The Bosnian courts and prosecutors had previously cleared the men, but on Jan. 17, 2002, Bosnia handed the men over to the U.S. government, which then shipped them to Guantanamo. According to the detainees’ lawyers, U.S. diplomats in Sarajevo had threatened the Bosnian government that if Bosnia failed to detain them, the U.S. would withdraw from the Balkan country.

No such story is complete without checking to see what spin government spokesmen are trying to put on the matter:

Peter Carr, a spokesman for the Justice Department, said the judge’s ruling was an “understandable consequence” of a lack of guidance from Congress or the courts on how to proceed with the habeas hearings, including how to handle classified evidence.

The understandable consequence of a lack of guidance?

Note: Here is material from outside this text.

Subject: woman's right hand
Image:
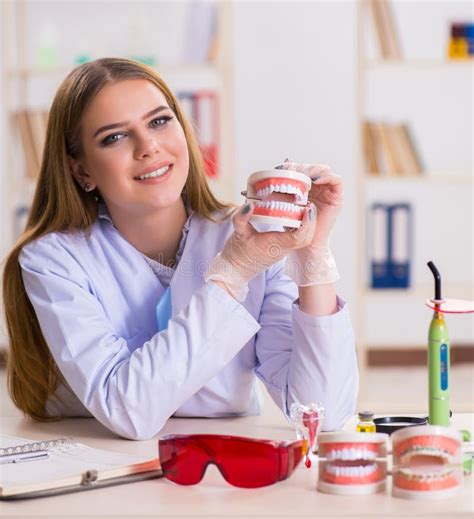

Judge Leon doesn’t seem to feel his ruling sprang from any lack of guidance from Congress or the courts:

While the government said the men had plotted to travel to Afghanistan to fight the U.S. and its allies, Leon found that the government had only offered unsubstantiated information from a single unnamed source as justification to detain the five men.

“To allow enemy (combatant status) to rest on so thin a reed would be inconsistent with the court’s obligation,” Leon said.

In fact, Judge Leon seems to be perfectly clear what Congress and the courts require him to do in such a habeas hearing. It’s the exact same thing that has always been the object of a habeas hearing: to determine if the government has sufficient evidence to justify holding the person they seek to continue holding. Only a government spokesman in the time of Bush could describe a clearly articulated finding of thoroughly insufficient evidence as the understandable consequence of a lack of guidance.

Comments

  1. sarabeth says:

    The WP reports that, strangely enough, the Bush administration has decided to accept Leon’s “unusual entreaty” and not appeal his order to release the five Algerian detainees.

    The Bush administration has decided to transfer three Algerian detainees to their adopted homeland of Bosnia, a decision that partially complies with the order of a federal judge who said last month that five Algerians should be released “forthwith,” rejecting government allegations that the men were dangerous enemy combatants.
    [...]
    … authorities in Sarajevo have agreed so far only to accept those detainees who hold Bosnian citizenship — Mohamed Nechle, Mustafa Ait Idir and Hadj Boudella. The governments continue to discuss the fate of two other Algerians, Saber Lahmar, a former legal resident of Bosnia, and Boumediene, who was stripped of his citizenship during a court proceeding in Sarajevo.